02:42:57.000And I think that, you know, and those are two types of And luckily in my career, now I'm able to surround myself with people who like that little small knife.
02:43:13.000Well, you got very fortunate in that you went to the Sportsman's Channel, which gives you essentially free reign.
02:44:02.000Even though it's legal to use walkie-talkies and certain things in some places, you don't want to use them.
02:44:10.000I had this thought the other day because I was listening to this podcast And these guys were discussing different lenses for optics, they were comparing spotting scopes, and they started talking about walkie-talkies, and it became this combination of things that guys love.
02:45:20.000The states where it matters because of having, like, open country, it is or is becoming, and it's not, you're not going to be, it's just not going to happen.
02:45:30.000I mean, so many states are out in front.

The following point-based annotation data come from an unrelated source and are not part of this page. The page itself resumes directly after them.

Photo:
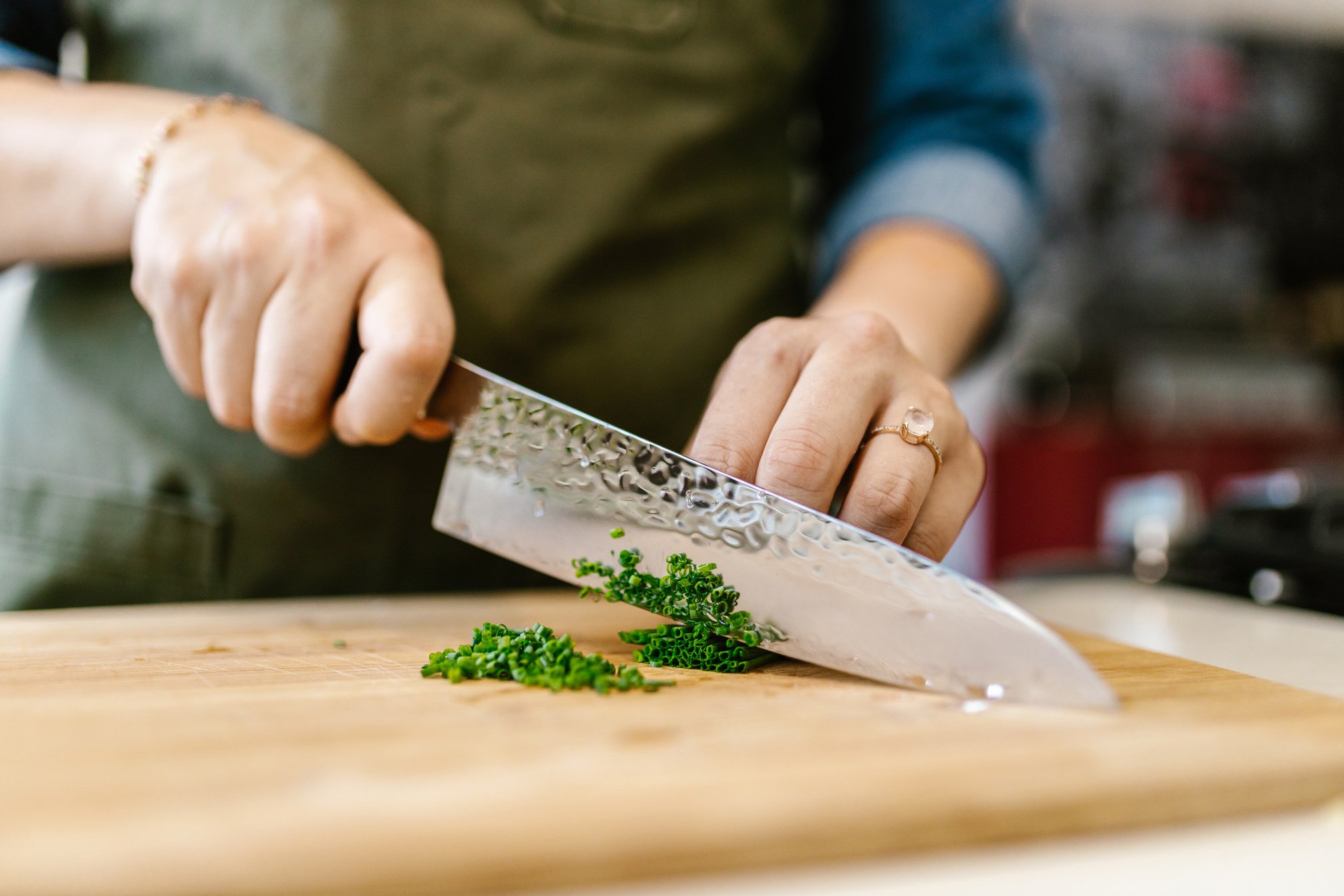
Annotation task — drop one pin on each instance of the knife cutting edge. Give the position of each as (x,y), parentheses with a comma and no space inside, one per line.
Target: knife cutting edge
(538,483)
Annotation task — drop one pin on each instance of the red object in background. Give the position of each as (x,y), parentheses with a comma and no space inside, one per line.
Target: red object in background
(1046,484)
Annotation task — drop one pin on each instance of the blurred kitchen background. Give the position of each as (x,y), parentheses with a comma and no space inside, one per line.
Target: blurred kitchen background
(1168,405)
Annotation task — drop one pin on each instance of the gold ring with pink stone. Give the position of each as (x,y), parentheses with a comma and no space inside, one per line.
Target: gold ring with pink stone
(914,429)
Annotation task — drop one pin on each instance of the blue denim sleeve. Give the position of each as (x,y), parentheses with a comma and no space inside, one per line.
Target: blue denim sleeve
(31,33)
(932,115)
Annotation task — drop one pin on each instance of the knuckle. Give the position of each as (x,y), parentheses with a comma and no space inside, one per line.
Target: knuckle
(769,343)
(321,223)
(417,241)
(183,273)
(289,413)
(773,331)
(799,463)
(723,453)
(927,546)
(421,351)
(887,500)
(231,413)
(870,332)
(243,245)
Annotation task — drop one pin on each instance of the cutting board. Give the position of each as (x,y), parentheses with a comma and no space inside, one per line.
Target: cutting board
(234,749)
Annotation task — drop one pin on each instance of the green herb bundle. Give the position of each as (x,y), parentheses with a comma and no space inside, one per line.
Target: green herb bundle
(715,636)
(534,657)
(694,647)
(689,593)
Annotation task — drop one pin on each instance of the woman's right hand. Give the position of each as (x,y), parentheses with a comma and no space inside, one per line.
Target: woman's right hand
(256,249)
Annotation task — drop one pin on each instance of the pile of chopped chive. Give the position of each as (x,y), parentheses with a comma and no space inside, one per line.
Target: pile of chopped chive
(534,657)
(714,635)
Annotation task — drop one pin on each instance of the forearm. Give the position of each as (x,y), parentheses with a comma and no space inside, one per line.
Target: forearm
(936,288)
(67,164)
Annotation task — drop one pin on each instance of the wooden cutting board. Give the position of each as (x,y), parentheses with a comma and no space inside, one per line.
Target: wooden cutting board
(231,749)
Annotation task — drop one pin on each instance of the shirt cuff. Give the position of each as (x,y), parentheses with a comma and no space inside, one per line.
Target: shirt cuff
(960,187)
(13,57)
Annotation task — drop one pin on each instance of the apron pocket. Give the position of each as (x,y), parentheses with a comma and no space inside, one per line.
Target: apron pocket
(66,541)
(651,23)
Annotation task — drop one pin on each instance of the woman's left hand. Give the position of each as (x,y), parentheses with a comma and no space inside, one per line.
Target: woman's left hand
(799,397)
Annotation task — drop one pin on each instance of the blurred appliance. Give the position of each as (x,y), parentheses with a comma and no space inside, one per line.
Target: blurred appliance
(1275,538)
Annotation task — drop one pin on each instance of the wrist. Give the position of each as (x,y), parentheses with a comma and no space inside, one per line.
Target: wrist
(937,289)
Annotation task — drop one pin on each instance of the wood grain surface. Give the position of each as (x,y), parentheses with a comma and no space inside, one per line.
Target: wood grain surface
(231,749)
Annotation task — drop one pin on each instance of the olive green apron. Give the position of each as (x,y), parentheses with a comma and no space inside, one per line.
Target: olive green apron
(615,197)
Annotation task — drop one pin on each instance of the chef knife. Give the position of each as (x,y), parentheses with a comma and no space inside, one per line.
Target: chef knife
(542,484)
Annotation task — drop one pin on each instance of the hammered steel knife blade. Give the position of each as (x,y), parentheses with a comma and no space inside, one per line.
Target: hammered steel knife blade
(542,484)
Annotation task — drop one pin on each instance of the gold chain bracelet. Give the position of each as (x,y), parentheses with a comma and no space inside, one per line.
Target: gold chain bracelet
(169,128)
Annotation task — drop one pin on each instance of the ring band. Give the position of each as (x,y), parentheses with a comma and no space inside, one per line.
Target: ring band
(924,419)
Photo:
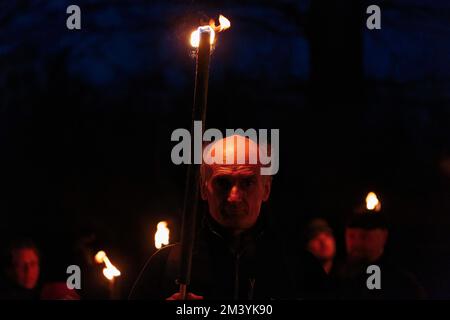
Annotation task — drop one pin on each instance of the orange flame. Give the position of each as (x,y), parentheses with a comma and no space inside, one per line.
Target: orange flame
(110,271)
(224,24)
(372,202)
(161,235)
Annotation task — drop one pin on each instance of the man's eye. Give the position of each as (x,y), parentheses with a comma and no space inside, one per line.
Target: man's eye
(248,182)
(222,183)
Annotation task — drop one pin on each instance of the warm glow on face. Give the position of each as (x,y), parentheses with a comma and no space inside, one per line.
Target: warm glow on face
(372,202)
(224,24)
(110,271)
(161,235)
(100,256)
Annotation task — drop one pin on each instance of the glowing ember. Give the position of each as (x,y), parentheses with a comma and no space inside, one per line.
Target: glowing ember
(110,271)
(161,235)
(224,24)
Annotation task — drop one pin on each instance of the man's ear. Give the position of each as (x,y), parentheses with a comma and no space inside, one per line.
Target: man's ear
(267,180)
(203,189)
(385,235)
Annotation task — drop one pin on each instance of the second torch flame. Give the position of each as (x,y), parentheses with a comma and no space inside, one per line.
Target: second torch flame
(372,202)
(110,271)
(161,235)
(224,24)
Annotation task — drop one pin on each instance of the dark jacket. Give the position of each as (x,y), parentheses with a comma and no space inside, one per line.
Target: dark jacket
(259,266)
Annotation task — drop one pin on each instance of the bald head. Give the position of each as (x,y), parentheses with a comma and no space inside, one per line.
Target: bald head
(232,183)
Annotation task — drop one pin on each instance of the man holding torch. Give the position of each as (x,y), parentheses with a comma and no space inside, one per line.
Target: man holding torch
(236,255)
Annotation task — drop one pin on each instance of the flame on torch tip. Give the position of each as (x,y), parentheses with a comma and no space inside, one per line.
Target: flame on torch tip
(372,202)
(100,256)
(161,235)
(224,24)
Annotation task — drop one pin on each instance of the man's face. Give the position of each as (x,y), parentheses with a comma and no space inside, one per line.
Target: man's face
(365,245)
(322,246)
(25,264)
(234,194)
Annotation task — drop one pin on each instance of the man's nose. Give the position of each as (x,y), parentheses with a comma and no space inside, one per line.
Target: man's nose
(235,194)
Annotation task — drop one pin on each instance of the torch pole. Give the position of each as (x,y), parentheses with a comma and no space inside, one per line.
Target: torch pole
(193,175)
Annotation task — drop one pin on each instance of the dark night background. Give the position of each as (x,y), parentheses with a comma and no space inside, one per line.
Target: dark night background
(86,118)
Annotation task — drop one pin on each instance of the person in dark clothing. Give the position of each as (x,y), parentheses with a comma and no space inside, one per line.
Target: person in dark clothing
(236,255)
(366,235)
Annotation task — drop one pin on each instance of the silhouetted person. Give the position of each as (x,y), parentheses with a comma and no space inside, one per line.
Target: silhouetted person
(22,271)
(321,243)
(366,235)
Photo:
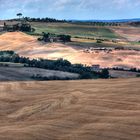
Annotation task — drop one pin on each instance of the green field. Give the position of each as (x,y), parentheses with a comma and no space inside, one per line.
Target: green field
(75,30)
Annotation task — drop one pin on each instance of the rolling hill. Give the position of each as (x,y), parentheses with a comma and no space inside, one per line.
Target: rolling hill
(28,46)
(72,110)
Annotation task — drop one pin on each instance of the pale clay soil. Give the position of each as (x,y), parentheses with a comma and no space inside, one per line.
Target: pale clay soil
(28,46)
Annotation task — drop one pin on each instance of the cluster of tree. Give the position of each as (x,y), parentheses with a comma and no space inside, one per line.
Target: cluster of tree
(48,37)
(135,23)
(24,27)
(131,69)
(99,23)
(61,65)
(10,53)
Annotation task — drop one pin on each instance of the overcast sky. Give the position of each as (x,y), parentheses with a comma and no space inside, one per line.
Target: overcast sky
(71,9)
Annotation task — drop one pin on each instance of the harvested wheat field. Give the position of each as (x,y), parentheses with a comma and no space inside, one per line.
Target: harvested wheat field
(72,110)
(130,33)
(28,46)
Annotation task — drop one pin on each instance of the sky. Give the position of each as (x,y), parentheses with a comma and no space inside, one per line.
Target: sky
(71,9)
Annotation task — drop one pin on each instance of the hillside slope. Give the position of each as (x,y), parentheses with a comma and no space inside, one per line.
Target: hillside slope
(28,46)
(73,110)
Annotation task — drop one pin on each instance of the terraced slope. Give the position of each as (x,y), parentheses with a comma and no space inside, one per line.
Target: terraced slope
(73,110)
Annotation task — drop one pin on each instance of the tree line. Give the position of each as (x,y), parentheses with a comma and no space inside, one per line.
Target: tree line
(48,37)
(29,19)
(60,64)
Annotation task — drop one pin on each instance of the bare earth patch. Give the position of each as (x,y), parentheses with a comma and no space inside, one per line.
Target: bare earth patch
(28,46)
(25,74)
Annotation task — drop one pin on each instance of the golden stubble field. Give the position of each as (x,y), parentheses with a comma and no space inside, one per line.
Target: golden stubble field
(28,46)
(72,110)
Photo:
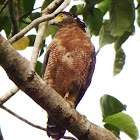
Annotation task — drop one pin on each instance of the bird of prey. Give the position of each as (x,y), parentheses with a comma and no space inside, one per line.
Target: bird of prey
(68,64)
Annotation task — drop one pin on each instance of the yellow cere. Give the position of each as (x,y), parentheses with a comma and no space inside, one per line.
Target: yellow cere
(59,18)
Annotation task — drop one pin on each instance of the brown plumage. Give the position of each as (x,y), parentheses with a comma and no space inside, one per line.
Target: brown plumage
(68,64)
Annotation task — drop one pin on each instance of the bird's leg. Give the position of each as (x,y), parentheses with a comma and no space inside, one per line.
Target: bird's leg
(66,97)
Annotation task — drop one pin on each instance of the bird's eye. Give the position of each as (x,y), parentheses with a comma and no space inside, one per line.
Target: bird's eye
(61,16)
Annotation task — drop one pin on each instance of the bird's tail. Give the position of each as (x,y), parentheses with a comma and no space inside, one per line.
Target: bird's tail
(54,129)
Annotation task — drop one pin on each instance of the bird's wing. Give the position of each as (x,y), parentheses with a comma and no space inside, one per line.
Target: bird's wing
(88,81)
(46,57)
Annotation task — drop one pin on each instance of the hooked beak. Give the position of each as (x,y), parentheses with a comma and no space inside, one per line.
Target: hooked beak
(51,22)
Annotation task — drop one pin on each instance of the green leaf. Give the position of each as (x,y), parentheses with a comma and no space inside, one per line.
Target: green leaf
(113,129)
(124,122)
(121,16)
(119,61)
(121,40)
(94,21)
(110,105)
(21,44)
(105,36)
(45,4)
(5,22)
(77,9)
(32,39)
(1,2)
(38,68)
(104,6)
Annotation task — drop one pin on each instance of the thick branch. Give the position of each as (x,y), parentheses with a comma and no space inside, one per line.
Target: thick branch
(13,17)
(37,21)
(22,74)
(8,95)
(22,119)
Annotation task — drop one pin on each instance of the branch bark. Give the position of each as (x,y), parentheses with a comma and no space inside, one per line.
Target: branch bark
(8,95)
(23,75)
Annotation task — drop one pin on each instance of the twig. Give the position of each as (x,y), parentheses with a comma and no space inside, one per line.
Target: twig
(3,6)
(22,119)
(13,18)
(1,137)
(8,95)
(37,21)
(27,13)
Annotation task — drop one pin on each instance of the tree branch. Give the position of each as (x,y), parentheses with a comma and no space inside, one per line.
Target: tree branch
(22,119)
(13,18)
(37,21)
(23,75)
(8,95)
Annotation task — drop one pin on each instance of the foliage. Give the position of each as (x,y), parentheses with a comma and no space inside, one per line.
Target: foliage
(115,120)
(114,30)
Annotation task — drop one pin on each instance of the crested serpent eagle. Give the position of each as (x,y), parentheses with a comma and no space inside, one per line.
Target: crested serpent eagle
(68,64)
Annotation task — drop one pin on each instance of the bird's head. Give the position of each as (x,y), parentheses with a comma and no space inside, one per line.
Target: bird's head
(64,18)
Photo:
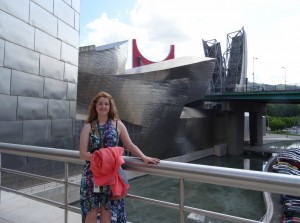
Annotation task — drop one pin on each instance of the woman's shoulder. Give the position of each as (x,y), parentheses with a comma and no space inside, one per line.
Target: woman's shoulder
(87,127)
(117,123)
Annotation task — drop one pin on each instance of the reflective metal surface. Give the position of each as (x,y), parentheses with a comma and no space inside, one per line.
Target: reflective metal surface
(31,108)
(18,10)
(150,100)
(38,69)
(5,80)
(50,67)
(63,11)
(47,24)
(107,60)
(231,69)
(53,46)
(11,28)
(27,60)
(46,4)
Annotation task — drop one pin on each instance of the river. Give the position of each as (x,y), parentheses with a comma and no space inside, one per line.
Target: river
(233,201)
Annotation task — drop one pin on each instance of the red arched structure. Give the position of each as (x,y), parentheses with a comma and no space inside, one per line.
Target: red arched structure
(139,60)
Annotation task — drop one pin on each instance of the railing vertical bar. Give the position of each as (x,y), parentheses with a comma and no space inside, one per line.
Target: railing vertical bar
(181,206)
(66,190)
(0,175)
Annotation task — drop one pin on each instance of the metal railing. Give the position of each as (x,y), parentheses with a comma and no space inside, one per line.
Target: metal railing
(247,179)
(259,88)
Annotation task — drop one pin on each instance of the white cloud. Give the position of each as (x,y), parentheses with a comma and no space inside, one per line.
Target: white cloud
(272,27)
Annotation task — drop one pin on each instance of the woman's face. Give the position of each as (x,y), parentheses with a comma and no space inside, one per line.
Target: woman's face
(102,106)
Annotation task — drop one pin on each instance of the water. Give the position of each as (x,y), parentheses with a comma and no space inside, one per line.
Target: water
(233,201)
(226,200)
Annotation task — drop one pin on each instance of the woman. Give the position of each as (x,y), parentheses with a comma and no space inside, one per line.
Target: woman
(103,113)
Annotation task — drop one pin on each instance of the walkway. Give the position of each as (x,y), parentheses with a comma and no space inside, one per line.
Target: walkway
(18,209)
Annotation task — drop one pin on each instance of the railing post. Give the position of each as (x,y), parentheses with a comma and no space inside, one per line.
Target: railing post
(0,175)
(181,200)
(66,190)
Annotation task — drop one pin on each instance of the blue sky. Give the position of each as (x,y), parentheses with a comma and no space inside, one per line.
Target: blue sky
(272,28)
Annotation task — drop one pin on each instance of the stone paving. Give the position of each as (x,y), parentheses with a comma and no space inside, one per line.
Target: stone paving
(19,209)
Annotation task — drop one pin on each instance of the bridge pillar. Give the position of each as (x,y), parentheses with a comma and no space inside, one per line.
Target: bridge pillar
(256,128)
(235,111)
(235,133)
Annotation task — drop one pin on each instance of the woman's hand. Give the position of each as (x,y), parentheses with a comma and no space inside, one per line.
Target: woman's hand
(150,160)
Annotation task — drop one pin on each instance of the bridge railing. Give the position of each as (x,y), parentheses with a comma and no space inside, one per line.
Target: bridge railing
(262,88)
(247,179)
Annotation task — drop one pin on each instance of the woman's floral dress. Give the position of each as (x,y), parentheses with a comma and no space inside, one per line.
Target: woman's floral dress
(90,200)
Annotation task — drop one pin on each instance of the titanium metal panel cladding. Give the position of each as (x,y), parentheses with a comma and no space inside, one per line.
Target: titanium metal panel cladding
(108,59)
(152,97)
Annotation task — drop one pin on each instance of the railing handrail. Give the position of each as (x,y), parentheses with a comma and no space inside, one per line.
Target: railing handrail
(247,179)
(240,178)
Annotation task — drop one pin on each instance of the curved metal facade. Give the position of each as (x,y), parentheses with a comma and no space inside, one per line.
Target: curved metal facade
(151,100)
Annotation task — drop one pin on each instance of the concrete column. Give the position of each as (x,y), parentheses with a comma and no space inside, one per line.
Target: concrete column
(235,133)
(256,128)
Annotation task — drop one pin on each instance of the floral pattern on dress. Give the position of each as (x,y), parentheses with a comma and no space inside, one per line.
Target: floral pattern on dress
(90,200)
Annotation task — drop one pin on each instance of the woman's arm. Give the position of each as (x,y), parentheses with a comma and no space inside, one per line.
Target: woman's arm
(124,136)
(84,141)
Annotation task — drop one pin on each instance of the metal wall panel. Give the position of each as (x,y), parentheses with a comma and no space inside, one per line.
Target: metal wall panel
(8,108)
(77,21)
(50,67)
(73,109)
(36,132)
(46,4)
(11,28)
(55,89)
(76,5)
(35,85)
(1,52)
(27,60)
(27,84)
(11,132)
(68,34)
(31,108)
(69,2)
(69,54)
(19,9)
(109,59)
(47,24)
(71,73)
(46,44)
(58,109)
(72,92)
(5,77)
(64,12)
(61,128)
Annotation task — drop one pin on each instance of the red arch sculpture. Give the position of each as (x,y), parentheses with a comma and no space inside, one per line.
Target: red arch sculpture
(139,60)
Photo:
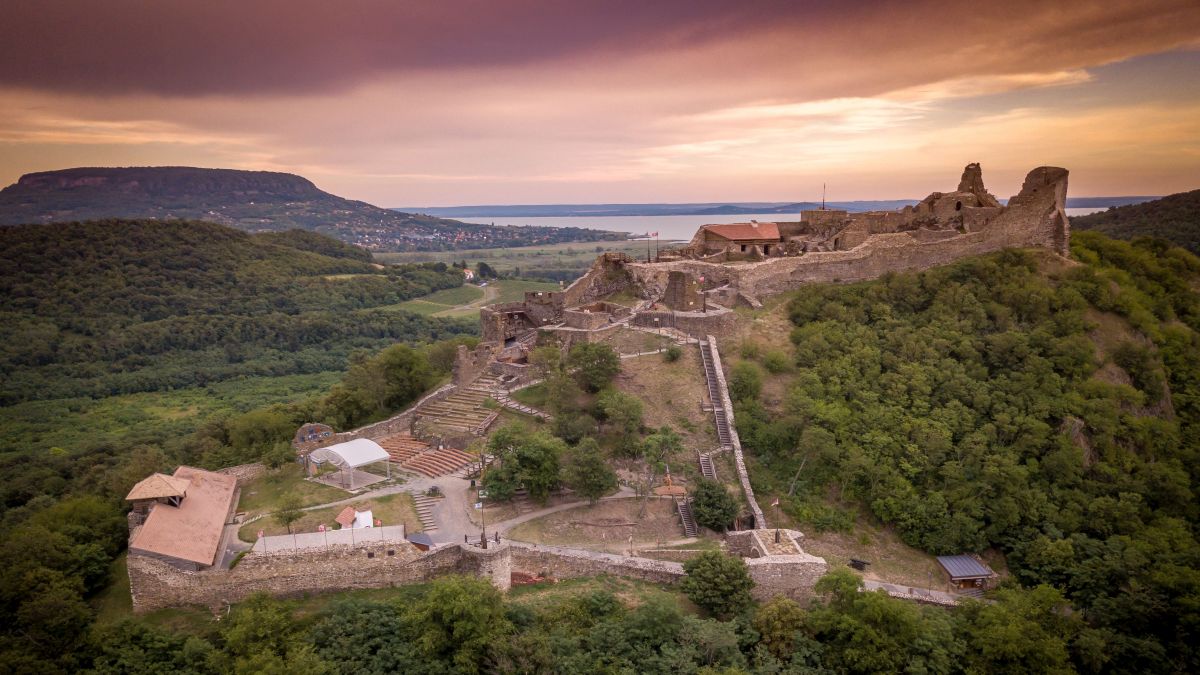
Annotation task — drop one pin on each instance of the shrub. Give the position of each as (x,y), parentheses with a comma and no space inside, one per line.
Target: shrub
(713,506)
(718,584)
(745,381)
(775,362)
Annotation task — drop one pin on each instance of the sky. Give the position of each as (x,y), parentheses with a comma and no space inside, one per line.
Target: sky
(409,103)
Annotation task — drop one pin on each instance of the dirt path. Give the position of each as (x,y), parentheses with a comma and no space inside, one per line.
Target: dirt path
(490,293)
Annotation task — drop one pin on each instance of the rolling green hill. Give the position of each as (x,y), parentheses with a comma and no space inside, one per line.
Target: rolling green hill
(1175,217)
(107,308)
(1044,414)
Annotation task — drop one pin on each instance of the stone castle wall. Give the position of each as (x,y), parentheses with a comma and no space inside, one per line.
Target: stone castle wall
(244,472)
(399,423)
(871,246)
(156,585)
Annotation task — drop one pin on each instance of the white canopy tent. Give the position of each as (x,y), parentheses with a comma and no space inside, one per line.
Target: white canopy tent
(351,455)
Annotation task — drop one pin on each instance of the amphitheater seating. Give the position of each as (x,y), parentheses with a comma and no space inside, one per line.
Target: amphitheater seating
(461,412)
(413,454)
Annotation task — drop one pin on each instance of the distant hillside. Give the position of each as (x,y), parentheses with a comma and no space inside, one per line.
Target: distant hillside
(120,306)
(706,208)
(1175,217)
(253,201)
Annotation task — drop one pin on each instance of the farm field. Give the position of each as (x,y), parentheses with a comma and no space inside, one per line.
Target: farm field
(557,261)
(466,300)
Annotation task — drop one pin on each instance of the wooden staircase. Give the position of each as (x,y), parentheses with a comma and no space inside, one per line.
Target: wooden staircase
(424,507)
(689,523)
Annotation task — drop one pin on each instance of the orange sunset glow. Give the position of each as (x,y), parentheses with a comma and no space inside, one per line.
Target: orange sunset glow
(460,102)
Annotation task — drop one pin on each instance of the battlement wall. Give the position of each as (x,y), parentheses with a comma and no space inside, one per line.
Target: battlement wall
(379,565)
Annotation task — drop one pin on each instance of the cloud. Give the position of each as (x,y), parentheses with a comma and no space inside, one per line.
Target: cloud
(535,101)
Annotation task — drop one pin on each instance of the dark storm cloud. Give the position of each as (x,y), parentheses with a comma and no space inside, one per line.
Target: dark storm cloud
(232,46)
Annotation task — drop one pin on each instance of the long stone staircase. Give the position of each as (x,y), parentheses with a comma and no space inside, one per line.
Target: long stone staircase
(689,521)
(714,394)
(706,466)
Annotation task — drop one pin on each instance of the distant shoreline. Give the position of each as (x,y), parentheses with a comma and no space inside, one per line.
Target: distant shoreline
(705,209)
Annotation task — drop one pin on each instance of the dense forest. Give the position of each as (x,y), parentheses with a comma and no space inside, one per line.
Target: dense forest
(1175,217)
(1012,401)
(1044,410)
(109,308)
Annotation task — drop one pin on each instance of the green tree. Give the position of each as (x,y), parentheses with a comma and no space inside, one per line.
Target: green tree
(459,621)
(745,381)
(622,412)
(777,623)
(713,506)
(595,364)
(525,460)
(719,584)
(586,471)
(546,360)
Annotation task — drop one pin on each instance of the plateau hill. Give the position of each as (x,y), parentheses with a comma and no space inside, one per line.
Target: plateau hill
(256,201)
(1175,217)
(120,306)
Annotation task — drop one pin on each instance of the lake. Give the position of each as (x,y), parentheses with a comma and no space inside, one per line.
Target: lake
(669,227)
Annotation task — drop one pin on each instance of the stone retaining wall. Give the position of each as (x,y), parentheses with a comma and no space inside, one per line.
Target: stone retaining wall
(567,563)
(244,472)
(156,585)
(399,423)
(760,520)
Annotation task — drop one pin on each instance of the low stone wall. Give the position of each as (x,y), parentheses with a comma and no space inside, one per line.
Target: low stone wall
(791,575)
(399,423)
(717,321)
(156,585)
(244,472)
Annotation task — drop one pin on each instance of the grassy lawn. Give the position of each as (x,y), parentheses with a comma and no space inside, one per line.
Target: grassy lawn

02:45:31.000I think 13 or 14 states have banned drones now.
02:45:33.000It's great that they got out in front of it, because it sort of came out of nowhere, right?
02:45:37.000Two-way communications is something where a lot of, you know, some states, and I'm not talking, like, liberal softy states, man, Montana, Alaska, you can't use two-way communications to hunt.
02:45:48.000Because they've decided that that's where you draw the line.
02:45:51.000Yeah, because they might not even discuss an ethics thing, but it's something that goes back to the great conservationist and writer Aldo Leopold, where he had said, we spent a lot of energy improving the pump, but not the well.
02:46:10.000And if you just work on improving ways to pump them out, Without also working on ways of Improving the well and having there be a stable population of them, you're going to drain the damn well.
02:46:23.000So when we're looking at as emerging technologies come out, you have to constantly ask yourself, with increased efficacy, like if we get it where technology means that every hunter is always successful, what will that wind up meaning for wildlife populations?
02:46:41.000It's not going to mean a diminishment of wildlife populations.
02:46:44.000It'll mean a tremendous diminishment of hunter opportunity.
02:46:48.000You have a lot of over-the-counter public land elk hunts in the American West are about 10 or 20% success rates.
02:46:56.000So you give out 100 licenses, you're going to kill about 15 elk.
02:47:02.000This is a generalization, but it's generally true.
02:47:04.000You're giving 100 guys an opportunity.
02:47:07.000If you have success rates at 100%, how many tags are you giving out?
02:47:42.000And you know that nine of them were up on glass and tits with radios, radioing the guy in, but they sure as shit aren't wearing the headsets and the pictures.
02:47:51.000So they kind of get, too, that they're not proud of it.